By Sara Everingham Posted Thu Sep 10, 2009 7:14am AEST Updated Thu Sep 10, 2009 8:31am AEST The Balibo Five run from the Indonesian Army in a scene from the movie Balibo
Jolliffe's book was the inspiration behind the recent film, Balibo. (www.balibo.com.au)
* Video: 'Indonesia is surprised': Smith (ABC News)
The author of a book on the Balibo Five says the Australian Federal Police's decision to open an investigation into the deaths of five Australian-based newsmen in East Timor in 1975 will be viewed with great interest in East Timor.
Jill Jolliffe wrote the book Cover Up, which was used as the basis for the recent film Balibo.
She says political leaders in East Timor will be watching the events closely, especially in light of their recent decision to release former militia leader Martenus Bere from a Dili jail.
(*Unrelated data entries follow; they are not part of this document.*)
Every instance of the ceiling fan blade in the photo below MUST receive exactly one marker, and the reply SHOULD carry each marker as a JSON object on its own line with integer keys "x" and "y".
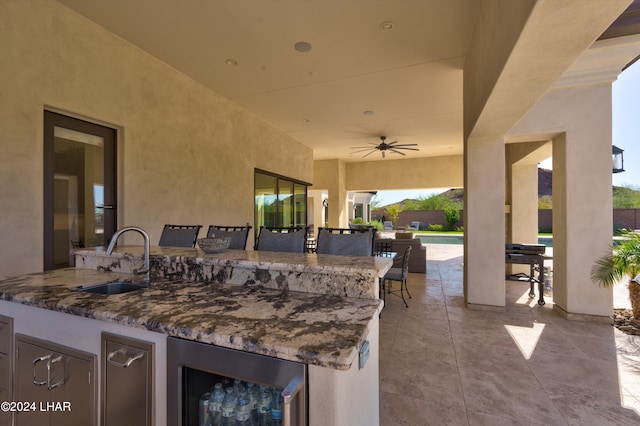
{"x": 371, "y": 146}
{"x": 362, "y": 149}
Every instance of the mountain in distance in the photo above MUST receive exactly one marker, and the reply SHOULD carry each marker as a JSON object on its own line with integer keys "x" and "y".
{"x": 544, "y": 188}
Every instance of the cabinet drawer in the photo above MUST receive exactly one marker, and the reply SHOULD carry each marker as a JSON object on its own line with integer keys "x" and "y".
{"x": 50, "y": 373}
{"x": 5, "y": 336}
{"x": 127, "y": 381}
{"x": 5, "y": 372}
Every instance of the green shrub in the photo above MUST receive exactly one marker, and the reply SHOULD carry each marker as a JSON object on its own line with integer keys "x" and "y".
{"x": 451, "y": 215}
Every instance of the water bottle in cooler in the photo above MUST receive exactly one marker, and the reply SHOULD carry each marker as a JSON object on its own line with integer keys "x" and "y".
{"x": 254, "y": 394}
{"x": 215, "y": 404}
{"x": 203, "y": 410}
{"x": 276, "y": 407}
{"x": 243, "y": 411}
{"x": 264, "y": 407}
{"x": 229, "y": 407}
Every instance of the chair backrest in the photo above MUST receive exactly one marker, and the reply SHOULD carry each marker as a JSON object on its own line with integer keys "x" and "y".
{"x": 284, "y": 239}
{"x": 179, "y": 235}
{"x": 346, "y": 241}
{"x": 238, "y": 235}
{"x": 404, "y": 262}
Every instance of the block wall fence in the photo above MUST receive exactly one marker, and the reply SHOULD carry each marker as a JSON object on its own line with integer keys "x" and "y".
{"x": 622, "y": 218}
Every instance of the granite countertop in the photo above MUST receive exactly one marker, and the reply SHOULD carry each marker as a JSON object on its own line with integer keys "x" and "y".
{"x": 344, "y": 276}
{"x": 319, "y": 329}
{"x": 300, "y": 262}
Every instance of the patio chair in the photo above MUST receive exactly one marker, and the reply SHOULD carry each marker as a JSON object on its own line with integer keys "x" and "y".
{"x": 179, "y": 235}
{"x": 283, "y": 239}
{"x": 415, "y": 226}
{"x": 238, "y": 235}
{"x": 399, "y": 273}
{"x": 346, "y": 241}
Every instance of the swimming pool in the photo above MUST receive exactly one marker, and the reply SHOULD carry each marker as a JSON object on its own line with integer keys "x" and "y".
{"x": 459, "y": 239}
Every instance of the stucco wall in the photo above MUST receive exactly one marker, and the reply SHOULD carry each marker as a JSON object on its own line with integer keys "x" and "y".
{"x": 419, "y": 173}
{"x": 186, "y": 154}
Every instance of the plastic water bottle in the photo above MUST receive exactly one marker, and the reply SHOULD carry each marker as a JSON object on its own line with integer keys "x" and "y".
{"x": 243, "y": 410}
{"x": 254, "y": 394}
{"x": 276, "y": 408}
{"x": 264, "y": 408}
{"x": 229, "y": 407}
{"x": 203, "y": 411}
{"x": 215, "y": 404}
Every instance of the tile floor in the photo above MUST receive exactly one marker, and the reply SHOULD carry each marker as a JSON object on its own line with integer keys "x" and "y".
{"x": 442, "y": 364}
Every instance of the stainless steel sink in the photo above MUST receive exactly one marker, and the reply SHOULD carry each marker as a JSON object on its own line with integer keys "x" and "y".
{"x": 113, "y": 287}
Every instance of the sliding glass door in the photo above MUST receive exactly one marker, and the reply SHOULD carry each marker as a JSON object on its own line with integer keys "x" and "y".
{"x": 79, "y": 186}
{"x": 279, "y": 201}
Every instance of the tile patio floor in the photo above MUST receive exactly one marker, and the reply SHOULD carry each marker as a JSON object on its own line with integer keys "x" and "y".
{"x": 442, "y": 364}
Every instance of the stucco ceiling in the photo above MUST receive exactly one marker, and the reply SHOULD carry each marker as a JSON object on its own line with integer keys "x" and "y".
{"x": 357, "y": 82}
{"x": 410, "y": 77}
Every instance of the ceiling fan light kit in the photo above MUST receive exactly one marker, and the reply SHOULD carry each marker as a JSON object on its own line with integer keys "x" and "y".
{"x": 393, "y": 147}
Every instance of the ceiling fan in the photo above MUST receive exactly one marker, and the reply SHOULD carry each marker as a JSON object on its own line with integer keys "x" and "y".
{"x": 394, "y": 147}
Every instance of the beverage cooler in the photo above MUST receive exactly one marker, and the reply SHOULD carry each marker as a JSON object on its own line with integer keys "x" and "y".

Bere was released at the end of last month on the same day East Timor was celebrating 10 years since its referendum on independence from Indonesia.
President Jose Ramos-Horta has voiced his opposition to an international tribunal to prosecute those responsible for human rights abuses in East Timor during the Indonesian occupation and in 1999, saying it is important that Indonesia be given time to bring them to justice.
But the President has been quoted in media reports as saying those responsible for the deaths of the Balibo Five should be prosecuted.
There has been vigorous debate in East Timor over Dr Ramos-Horta's stance on the international tribunal.
Jolliffe says the AFP investigation will cause further discussion.
"I think the common people in East Timor will see it as a very interesting example and I think there is a very widespread need and call for justice from ordinary people in East Timor," she said.
"This will strengthen their faith that perhaps one day, they will see justice done for the pretty terrible crimes that were committed against them by the Indonesian army during its occupation of the territory.
An Indonesia and East Timor expert at the University of New South Wales, Dr Clinton Fernandes, says the general population in East Timor will receive the news of the AFP investigation with jubilation.
"Unlike East Timor, Australia is not sharing a land border with Indonesia, no longer has to worry about being attacked by Indonesia and so we can actually make this thing happen."
He says an international tribunal will eventually be set up for East Timor.
"Don't forget that the international tribunal for Rwanda was opposed by only one state, and that was Rwanda, because it had its own fears. But that happened and it has contributed to the valuable jurisprudence to international law.
"Similarly an international criminal tribunal for East Timor will happen. It takes time just like the independence of East Timor takes time... but this is all going to happen."